Baca Markus 10:13–16
MERTUA SAYA TINGGAL di atas lahan seluas tiga hektar di bagian barat New York. Sebuah sungai mengalir di belakang rumah mereka, menyimpan segala kenangan dari istri saya dan saudara-saudaranya yang bermain di sungai tersebut saat masih kecil. Tawa mereka kini digemakan oleh tawa anak-anak kami. Deretan pepohonan hijau berjejer di sepanjang lahan tersebut, yang menggambarkan suasana pasang surutnya kehidupan keluarga. Pada suatu malam di musim dingin, saat saya berjalan melintasi salju yang menumpuk di jalan setapak dan di ranting-ranting pohon, pikiran saya melayang ke suatu visi tentang “masa yang akan datang.” Saat jutaan kepingan salju dengan ekspresi unik dari kejeniusan Tuhan yang kreatif berjatuhan di sekitar saya, saya sekali lagi dibuat takjub.

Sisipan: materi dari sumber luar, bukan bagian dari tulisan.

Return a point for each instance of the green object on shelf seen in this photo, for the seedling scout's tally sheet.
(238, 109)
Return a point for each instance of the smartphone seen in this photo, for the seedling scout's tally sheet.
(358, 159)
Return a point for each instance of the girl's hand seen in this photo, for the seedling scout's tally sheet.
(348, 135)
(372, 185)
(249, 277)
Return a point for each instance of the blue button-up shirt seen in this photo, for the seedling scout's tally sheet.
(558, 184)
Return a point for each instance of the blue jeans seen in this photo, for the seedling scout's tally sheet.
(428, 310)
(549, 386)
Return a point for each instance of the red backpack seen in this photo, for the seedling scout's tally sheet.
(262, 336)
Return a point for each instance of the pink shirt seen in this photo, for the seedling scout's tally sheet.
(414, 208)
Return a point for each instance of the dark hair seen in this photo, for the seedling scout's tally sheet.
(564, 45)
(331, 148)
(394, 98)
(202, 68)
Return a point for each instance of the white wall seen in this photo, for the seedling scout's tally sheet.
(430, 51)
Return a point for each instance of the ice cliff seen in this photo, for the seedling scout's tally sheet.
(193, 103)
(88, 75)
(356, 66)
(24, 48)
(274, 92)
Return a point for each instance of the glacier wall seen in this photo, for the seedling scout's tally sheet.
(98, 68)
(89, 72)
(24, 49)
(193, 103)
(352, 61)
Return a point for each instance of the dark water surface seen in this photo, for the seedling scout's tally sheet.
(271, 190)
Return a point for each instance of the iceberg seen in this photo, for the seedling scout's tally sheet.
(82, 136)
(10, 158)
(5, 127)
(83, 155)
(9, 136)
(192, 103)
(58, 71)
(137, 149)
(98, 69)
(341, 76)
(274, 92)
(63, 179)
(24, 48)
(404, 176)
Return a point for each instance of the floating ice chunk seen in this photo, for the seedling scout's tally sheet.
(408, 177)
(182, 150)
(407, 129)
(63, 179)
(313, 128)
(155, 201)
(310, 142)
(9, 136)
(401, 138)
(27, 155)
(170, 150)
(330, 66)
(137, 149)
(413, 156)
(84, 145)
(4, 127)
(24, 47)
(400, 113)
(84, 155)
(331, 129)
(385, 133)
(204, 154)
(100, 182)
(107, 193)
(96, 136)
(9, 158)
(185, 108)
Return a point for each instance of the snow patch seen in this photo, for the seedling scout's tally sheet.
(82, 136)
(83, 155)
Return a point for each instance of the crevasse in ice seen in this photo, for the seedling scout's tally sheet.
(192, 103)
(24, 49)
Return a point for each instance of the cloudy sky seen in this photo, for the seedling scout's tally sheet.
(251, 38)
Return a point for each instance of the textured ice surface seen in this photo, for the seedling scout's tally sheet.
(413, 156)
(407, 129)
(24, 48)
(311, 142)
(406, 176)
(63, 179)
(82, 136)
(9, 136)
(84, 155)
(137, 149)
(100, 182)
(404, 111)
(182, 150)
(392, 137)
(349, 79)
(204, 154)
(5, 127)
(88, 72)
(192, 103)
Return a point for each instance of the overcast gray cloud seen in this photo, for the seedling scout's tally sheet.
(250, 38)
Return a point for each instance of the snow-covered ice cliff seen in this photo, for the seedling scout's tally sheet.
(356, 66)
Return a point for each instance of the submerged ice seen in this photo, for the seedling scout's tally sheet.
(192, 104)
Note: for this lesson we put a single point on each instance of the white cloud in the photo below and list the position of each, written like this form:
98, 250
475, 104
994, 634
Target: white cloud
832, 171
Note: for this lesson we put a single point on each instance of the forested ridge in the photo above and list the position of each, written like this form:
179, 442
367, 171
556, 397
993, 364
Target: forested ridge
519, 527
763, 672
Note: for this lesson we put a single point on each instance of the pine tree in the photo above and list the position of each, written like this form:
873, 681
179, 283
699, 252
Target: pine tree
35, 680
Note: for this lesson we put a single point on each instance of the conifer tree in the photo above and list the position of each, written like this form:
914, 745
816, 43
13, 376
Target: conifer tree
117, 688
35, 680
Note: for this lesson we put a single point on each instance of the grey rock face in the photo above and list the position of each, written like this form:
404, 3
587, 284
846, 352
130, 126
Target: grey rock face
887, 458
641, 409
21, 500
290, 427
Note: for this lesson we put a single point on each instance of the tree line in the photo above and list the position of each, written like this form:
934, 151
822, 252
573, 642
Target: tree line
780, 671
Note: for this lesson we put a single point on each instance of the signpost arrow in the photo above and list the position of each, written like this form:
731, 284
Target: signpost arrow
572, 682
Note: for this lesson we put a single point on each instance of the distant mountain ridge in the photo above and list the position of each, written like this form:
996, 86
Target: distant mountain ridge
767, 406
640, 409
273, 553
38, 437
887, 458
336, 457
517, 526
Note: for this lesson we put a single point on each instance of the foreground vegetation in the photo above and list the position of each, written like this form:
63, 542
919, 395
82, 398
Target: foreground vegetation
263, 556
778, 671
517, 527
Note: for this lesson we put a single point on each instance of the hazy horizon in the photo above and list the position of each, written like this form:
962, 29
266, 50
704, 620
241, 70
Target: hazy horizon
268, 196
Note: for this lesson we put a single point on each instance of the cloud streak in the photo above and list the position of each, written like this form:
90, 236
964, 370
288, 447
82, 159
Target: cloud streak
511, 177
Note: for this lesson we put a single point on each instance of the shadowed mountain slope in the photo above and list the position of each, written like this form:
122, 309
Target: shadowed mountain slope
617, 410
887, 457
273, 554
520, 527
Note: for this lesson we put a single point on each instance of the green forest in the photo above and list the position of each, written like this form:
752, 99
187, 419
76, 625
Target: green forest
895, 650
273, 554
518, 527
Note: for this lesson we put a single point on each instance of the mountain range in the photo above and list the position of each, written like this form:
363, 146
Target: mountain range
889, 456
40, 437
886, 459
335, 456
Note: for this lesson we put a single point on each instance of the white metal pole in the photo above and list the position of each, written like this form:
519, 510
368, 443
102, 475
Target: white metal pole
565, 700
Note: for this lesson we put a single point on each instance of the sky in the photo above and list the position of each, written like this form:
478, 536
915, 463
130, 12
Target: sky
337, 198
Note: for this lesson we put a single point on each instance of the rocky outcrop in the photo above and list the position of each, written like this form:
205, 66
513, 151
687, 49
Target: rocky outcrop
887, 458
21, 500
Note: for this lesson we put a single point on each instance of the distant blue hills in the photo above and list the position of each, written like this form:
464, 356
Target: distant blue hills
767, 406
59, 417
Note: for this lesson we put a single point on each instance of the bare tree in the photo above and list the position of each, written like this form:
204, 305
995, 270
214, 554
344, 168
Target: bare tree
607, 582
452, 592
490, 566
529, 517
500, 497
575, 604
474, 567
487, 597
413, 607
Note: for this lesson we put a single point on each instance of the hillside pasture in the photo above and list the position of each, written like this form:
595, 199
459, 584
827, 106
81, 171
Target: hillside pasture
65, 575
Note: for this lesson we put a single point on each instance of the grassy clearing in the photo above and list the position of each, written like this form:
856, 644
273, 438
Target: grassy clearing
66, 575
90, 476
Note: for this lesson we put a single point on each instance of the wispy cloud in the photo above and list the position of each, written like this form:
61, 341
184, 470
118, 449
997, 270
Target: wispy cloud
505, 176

Kata inspirer dalam bahasa Prancis, yang merupakan akar dari kata inspiration dalam bahasa Inggris, secara harfiah diterjemahkan sebagai nafas. Dalam jeda di antara napas kita, sesekali kita dibawa ke tempat inspirasi di mana kita dapat mengamati apa yang sebelumnya tersembunyi bagi kita; mata kita melihat sekilas pada hal-hal baru yang suatu hari nanti akan terungkap.
Seperti yang kita lihat melalui mata anak-anak, inspirasi dan ketakjuban adalah postur asli jiwa manusia-seperti yang Yesus katakan, “Aku berkata kepadamu: Sesungguhnya barangsiapa tidak menyambut Kerajaan Allah seperti seorang anak kecil, ia tidak akan masuk ke dalamnya” (Mrk. 10:15). Penyair Dylan Thomas mengatakan seperti ini: “Anak-anak yang takjub menyaksikan bintang-bintang / adalah tujuan dan akhir.” Sebagai orang dewasa yang matang dan teratur, kita sering kali mendapati diri kita mengabaikan ketakjuban dalam keseharian dan menyimpannya sebagai respons yang paling tepat untuk hal-hal yang monumental dan megah. Kita mengkotak-kotakkan kehidupan kita sehari-hari dan dengan mudah kehilangan rasa rendah hati yang memungkinkan anak-anak untuk terlibat dengan dunia di sekitar mereka dengan penuh ketakjuban. Jika kita tidak berhati-hati, maka kesombongan, pragmatisme, dan ketergantungan diri kita dapat melucuti esensi yang membuat kita menjadi manusia yang sebenarnya, sehingga menyebabkan kita menutup mata terhadap keajaiban yang dapat dilihat dengan mudah oleh anak-anak.
Kisah inkarnasi Allah mengundang sikap takjub seperti anak-anak. Dalam berbagai pra-anggapan tentang kelahiran seorang raja, Kristus dilahirkan dalam keadaan yang biasa-biasa saja. Sama seperti mereka yang menantikan Mesias pada saat itu, mata kita yang modern akan mengabaikan Betlehem dan memilih Yerusalem. Kita akan mengabaikan para gembala di lereng bukit seperti halnya kita mengabaikan para pengemis di jalanan, dan lebih memilih untuk mencari kemegahan dari kemuliaan yang diharapkan. Namun, ketika kita akhirnya menyaksikan bayi yang terbaring di palungan, kita menemukan epitome dari ketakjuban. Dengan mengarahkan pandangan kita kembali kepada Pribadi yang rendah hati dan menakjubkan, Allah menjumpai umat manusia dengan cara yang paling biasa. Inkarnasi mengingatkan kita bahwa saat kita berhenti sejenak, kemampuan kita untuk berdiri dalam ketakjuban tidak lagi didasarkan pada kehebatan, melainkan dalam kesederhanaan.
Ketika kita berkumpul dengan orang-orang yang kita kasihi dan memasuki musim penuh terang dan tanaman holly, lonceng-lonceng dan kelahiran Yesus, ada baiknya kita menatap hal-hal yang sederhana; untuk berdiri dengan penuh ketakjuban saat salju turun, menikmati rasa kue-kue yang baru selesai dipanggang, tertawa bersama dengan suara anak-anak yang sedang bermain, dan membuka pintu menuju iman seperti anak-anak, yang bisa dibuka oleh ketakjuban. Kita tidak hanya akan menemukan Kristus di sana, melainkan kita juga menemukan bahwa Dia mengundang kita untuk berbagi dengan cara Dia memandang dunia yang ciptaan-Nya.
Isaac Gay adalah seorang artis, pemimpin ibadah, dan penulis yang memadukan antara kreativitas, spiritualitas, dan pemikiran kontemporer.